Há outro episódio fundamental na infância, que Maria Teresa Horta descreveu como "horrível": o momento em que o pai lhe queima os livros, por achar impróprio para uma rapariga.

"Para mim foi fundamental perceber a Teresinha, esta criança a quem acontecem tantas coisas", confessa Patrícia Reis, sublinhando uma "cicatriz da infância e da juventude" que "são o território a partir do qual a Teresa escreve" e onde, "simbolicamente, está lá tudo". Completando, "se percebermos a Teresinha, percebemos a Maria Teresa. E, se percebermos a Teresinha, também percebemos a obra dela de uma maneira completamente diferente".

A mulher, para quem a desobediência era uma das palavras preferidas, recusava o estereótipo de feminista militante, defendendo que "as mulheres têm as mesmas capacidades, os mesmos direitos, os mesmos deveres", e por isso contesta a necessidade de obediência aos homens.

Maria Teresa de Horta escreveu como jornalista para o "Diário de Lisboa", "A Capital", "República", "O Século", "Diário de Notícias" e "Jornal de Letras e Artes". No "A Capital", dirigiu o suplemento "Literatura e Arte", onde foram publicados nomes como Natália Correia, Ary dos Santos, José Saramago, António Gedeão, Alexandre O"Neill e Mário Cesariny.

Foi ainda militante do Partido Comunista depois do 25 de Abril, entre 1975 e 1989. Como jornalista, chefiou a redação da revista "Mulheres", papel em que entrevistou mulheres como Maria de Lourdes Pintasilgo, Simone de Beauvoir, Marguerite Yourcenar, Marguerite Duras e Maria Bethânia.

Os prémios começaram a chegar relativamente tarde.
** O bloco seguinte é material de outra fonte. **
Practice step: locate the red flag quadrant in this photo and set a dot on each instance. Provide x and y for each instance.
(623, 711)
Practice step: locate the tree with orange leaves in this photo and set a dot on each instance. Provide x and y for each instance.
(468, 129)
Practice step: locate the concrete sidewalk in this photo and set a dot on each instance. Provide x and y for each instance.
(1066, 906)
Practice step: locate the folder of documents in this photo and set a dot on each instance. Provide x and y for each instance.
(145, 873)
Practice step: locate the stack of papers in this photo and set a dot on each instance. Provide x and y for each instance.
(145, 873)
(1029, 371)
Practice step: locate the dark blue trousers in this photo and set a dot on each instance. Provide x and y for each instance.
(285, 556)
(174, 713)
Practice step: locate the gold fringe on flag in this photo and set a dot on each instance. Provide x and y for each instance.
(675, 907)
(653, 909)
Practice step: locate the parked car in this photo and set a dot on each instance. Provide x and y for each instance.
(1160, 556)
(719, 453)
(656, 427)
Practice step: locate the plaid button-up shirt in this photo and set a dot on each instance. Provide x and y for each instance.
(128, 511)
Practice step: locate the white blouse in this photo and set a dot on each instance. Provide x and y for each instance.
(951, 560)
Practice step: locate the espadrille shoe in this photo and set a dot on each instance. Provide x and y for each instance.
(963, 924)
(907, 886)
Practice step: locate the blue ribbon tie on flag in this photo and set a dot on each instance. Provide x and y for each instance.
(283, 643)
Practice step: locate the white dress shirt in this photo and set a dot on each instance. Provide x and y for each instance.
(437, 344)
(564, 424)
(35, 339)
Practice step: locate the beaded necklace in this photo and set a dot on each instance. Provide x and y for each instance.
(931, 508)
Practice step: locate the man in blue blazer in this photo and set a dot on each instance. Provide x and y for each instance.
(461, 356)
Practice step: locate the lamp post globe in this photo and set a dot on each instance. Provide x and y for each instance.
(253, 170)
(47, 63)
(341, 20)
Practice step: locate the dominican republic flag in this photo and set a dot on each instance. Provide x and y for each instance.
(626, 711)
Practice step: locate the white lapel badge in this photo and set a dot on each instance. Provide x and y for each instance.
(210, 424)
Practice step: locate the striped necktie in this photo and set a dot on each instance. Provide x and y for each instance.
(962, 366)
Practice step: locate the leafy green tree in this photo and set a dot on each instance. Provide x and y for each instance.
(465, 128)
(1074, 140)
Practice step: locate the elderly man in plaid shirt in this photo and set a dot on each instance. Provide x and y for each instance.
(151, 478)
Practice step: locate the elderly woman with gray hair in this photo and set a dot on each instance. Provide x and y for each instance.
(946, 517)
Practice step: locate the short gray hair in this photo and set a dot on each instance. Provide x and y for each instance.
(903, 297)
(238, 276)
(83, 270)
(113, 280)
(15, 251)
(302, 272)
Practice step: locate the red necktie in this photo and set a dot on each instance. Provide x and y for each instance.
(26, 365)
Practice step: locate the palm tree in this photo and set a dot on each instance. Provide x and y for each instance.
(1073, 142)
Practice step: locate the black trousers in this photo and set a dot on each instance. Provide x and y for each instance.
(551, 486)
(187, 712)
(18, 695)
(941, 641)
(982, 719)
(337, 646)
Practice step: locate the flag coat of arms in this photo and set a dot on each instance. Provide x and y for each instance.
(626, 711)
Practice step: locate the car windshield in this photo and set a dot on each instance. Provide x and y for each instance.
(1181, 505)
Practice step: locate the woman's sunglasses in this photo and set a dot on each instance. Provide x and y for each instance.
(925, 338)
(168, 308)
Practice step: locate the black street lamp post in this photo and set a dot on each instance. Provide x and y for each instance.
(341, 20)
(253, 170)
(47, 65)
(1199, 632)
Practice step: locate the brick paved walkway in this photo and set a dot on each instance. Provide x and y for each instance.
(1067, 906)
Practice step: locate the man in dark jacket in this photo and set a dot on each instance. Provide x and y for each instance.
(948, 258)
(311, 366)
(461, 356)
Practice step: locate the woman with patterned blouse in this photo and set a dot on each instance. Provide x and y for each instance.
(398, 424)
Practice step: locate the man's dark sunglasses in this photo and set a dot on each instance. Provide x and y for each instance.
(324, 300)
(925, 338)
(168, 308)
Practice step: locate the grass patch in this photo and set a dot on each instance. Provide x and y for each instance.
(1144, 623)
Patrícia Reis sublinha que, "se compararmos a Teresa com um poeta homem da sua geração, e formos avaliar palmarés, homenagens e prémios, se calhar ficamos com um bom retrato da invisibilidade a que ela foi obrigada".

Em 2011, Maria Teresa foi distinguida com o Prémio D. Dinis 2011 da Fundação Casa de Mateus pela sua obra "As Luzes de Leonor". Aceitou o prémio, mas recusou-se a recebê-lo das mãos do primeiro-ministro de então, Pedro Passos Coelho, acusando-o de estar "a destruir o país". A mesma obra valeu-lhe o Prémio Máxima de Literatura.

Em 2017, recusou o quarto lugar "ex-aequo" do Prémio Oceanos, por considerar que lhe tirava a dignidade. O mesmo livro, "Anunciações", recebeu o Prémio Autores de 2017 na categoria melhor livro de Poesia.

Em 2020, o Ministério da Cultura distinguiu-a com a Medalha de Mérito Cultural, e no ano seguinte foi distinguida com o Prémio Literário Casino da Póvoa, no festival literário Correntes d'Escritas, pela obra "Estranhezas".

Em 2022, foi agraciada com o grau de Grande-Oficial da Ordem da Liberdade. Em 2004, já tinha sido agraciada com o grau de Grande-Oficial da Ordem do Infante D. Henrique pelo então Presidente da República, Jorge Sampaio.

Maria Teresa Horta foi incluída, no ano passado, numa lista elaborada pela estação pública britânica BBC de 100 mulheres mais influentes e inspiradoras de todo o mundo, que inclui artistas, ativistas, advogadas ou cientistas.